Newsweek has released its annual list of America’s top high schools, using the same flawed formula as last year. Here’s what I wrote then:
Here is Newsweek’s formula:
“Public schools are ranked according to a ratio devised by Jay Mathews: the number of Advanced Placement and/or International Baccalaureate tests taken by all students at a school in 2004 divided by the number of graduating seniors.”Both parts of this ratio are suspect. In the numerator, they count the number of students who show up for AP/IB tests, not the number who get an acceptable score. Schools that require their students to take AP/IB tests will do well on this factor, regardless of how poorly they educate their students. In the denominator is the number of students who graduate.

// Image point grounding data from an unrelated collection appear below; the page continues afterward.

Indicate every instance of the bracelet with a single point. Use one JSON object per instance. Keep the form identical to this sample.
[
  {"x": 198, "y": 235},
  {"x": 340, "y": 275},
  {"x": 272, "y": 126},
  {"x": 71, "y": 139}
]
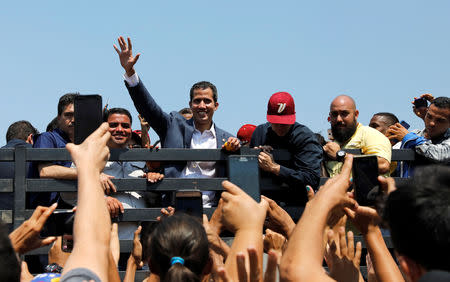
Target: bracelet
[{"x": 53, "y": 268}]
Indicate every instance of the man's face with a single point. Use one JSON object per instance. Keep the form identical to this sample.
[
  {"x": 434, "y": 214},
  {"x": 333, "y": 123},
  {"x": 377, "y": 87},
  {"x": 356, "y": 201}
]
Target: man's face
[
  {"x": 281, "y": 129},
  {"x": 379, "y": 123},
  {"x": 343, "y": 119},
  {"x": 437, "y": 121},
  {"x": 120, "y": 129},
  {"x": 66, "y": 121},
  {"x": 203, "y": 106}
]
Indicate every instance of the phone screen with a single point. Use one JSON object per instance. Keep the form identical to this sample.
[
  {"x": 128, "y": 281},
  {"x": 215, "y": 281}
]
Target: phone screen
[
  {"x": 58, "y": 224},
  {"x": 189, "y": 202},
  {"x": 365, "y": 182},
  {"x": 67, "y": 243},
  {"x": 88, "y": 116}
]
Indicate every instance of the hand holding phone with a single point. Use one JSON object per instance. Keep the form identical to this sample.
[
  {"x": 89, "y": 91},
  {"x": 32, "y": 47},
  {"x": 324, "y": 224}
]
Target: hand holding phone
[{"x": 365, "y": 179}]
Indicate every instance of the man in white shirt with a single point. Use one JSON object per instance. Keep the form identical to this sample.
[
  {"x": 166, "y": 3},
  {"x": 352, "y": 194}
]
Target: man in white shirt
[{"x": 173, "y": 129}]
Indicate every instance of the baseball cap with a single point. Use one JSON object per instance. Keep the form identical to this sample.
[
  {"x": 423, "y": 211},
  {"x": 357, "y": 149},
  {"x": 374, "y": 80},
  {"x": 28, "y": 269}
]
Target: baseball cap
[
  {"x": 245, "y": 132},
  {"x": 281, "y": 108}
]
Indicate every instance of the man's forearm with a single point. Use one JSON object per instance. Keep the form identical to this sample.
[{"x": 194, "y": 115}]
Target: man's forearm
[
  {"x": 384, "y": 265},
  {"x": 304, "y": 252}
]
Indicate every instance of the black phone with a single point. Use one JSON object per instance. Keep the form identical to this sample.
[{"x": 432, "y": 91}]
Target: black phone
[
  {"x": 420, "y": 102},
  {"x": 67, "y": 243},
  {"x": 88, "y": 116},
  {"x": 189, "y": 202},
  {"x": 60, "y": 222},
  {"x": 365, "y": 179}
]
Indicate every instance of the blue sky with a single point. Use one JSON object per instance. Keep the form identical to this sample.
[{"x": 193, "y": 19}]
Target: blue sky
[{"x": 382, "y": 53}]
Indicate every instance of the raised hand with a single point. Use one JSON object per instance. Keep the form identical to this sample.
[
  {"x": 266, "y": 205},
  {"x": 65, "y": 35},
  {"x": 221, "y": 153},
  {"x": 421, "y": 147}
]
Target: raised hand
[
  {"x": 342, "y": 258},
  {"x": 126, "y": 55},
  {"x": 26, "y": 237}
]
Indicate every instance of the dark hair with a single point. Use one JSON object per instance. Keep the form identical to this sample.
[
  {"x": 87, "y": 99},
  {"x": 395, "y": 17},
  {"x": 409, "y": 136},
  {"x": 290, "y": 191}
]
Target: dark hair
[
  {"x": 418, "y": 214},
  {"x": 120, "y": 111},
  {"x": 185, "y": 110},
  {"x": 9, "y": 265},
  {"x": 320, "y": 139},
  {"x": 20, "y": 130},
  {"x": 441, "y": 102},
  {"x": 52, "y": 125},
  {"x": 204, "y": 85},
  {"x": 66, "y": 100},
  {"x": 179, "y": 236},
  {"x": 390, "y": 117}
]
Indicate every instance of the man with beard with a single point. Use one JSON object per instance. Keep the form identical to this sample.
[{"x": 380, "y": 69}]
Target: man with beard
[{"x": 349, "y": 134}]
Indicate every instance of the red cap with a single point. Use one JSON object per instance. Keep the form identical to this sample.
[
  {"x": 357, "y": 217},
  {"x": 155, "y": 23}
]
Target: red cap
[
  {"x": 245, "y": 132},
  {"x": 281, "y": 108}
]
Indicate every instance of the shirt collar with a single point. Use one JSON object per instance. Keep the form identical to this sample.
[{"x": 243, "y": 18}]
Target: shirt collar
[{"x": 212, "y": 130}]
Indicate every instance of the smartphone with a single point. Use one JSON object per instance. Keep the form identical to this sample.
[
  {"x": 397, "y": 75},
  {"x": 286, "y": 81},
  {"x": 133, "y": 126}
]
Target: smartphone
[
  {"x": 67, "y": 243},
  {"x": 365, "y": 179},
  {"x": 420, "y": 102},
  {"x": 404, "y": 124},
  {"x": 189, "y": 202},
  {"x": 60, "y": 222},
  {"x": 88, "y": 116}
]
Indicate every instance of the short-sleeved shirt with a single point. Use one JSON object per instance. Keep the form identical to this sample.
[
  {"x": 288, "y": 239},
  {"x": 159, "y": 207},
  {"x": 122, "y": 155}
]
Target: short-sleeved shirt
[{"x": 370, "y": 141}]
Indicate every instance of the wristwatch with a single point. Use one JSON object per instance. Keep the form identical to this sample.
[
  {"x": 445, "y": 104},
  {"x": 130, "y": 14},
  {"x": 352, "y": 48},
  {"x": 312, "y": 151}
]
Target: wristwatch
[
  {"x": 53, "y": 268},
  {"x": 340, "y": 155}
]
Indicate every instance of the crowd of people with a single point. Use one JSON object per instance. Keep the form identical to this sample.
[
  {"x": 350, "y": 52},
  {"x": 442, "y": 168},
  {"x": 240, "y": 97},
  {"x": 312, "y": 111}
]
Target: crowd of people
[{"x": 181, "y": 248}]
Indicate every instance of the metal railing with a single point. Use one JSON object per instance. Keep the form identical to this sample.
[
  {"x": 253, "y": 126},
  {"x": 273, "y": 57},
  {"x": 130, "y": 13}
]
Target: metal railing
[{"x": 242, "y": 170}]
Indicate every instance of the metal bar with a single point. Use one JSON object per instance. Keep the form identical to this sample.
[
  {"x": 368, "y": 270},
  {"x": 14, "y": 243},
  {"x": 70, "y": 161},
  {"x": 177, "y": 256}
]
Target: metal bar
[
  {"x": 20, "y": 171},
  {"x": 6, "y": 185},
  {"x": 7, "y": 154},
  {"x": 138, "y": 184}
]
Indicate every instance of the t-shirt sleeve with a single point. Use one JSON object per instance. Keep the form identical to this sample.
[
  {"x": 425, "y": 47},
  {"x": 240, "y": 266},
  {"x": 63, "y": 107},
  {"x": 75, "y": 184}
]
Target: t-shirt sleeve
[{"x": 375, "y": 143}]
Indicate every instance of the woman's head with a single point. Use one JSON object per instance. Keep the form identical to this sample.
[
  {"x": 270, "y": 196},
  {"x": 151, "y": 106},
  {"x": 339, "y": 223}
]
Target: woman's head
[{"x": 179, "y": 236}]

That’s right — every student who graduates lowers the school’s rating.
To see the problems with Newsweek’s formula, let’s consider a hypothetical school, Monkey High, where all of the students are monkeys. As principal of Monkey High, I require my students to take at least one AP test. (Attendance is enforced by zookeepers.) The monkeys do terribly on the test, but Newsweek gives them credit for showing up anyway. My monkey students don’t learn enough to earn a high school diploma — not to mention their behavioral problems — so I flunk them all out. Monkey High gets an infinite score on the Newsweek formula: many AP tests taken, divided by zero graduates. It’s the best high school in the universe!
[Note to math geeks annoyed by the division-by-zero: I can let one monkey graduate if that would make you happier.]
Though it didn’t change the formula this year, Newsweek did change which schools are eligible to appear on the list. In the past, schools with selective admission policies were not included, on the theory that they could boost their ratings by cherry-picking the best students. This year, selective schools are eligible, provided that their average SAT score is below 1300 (or their average ACT score is below 27).
This allows me to correct an error in last year’s post. Monkey High, with its selective monkeys-only admission policy, would have been barred from Newsweek’s list last year. But this year it qualifies, thanks to the monkeys’ low SAT scores.
Newsweek helpfully includes a list of selective schools that would have made the list but were barred due to SAT scores. This excluded-schools list is topped by a mind-bending caption:
Newsweek excluded these high performers from the list of Best High Schools because so many of their students score well above average on the SAT and ACT.
(If that doesn’t sound wrong to you, go back and read it again.) The excluded schools include, among others, the famous Thomas Jefferson H.S. for Science and Technology, in northern Virginia. Don’t lose heart, Jefferson teachers – with enough effort you can lower your students’ SAT scores and become one of America’s best high schools.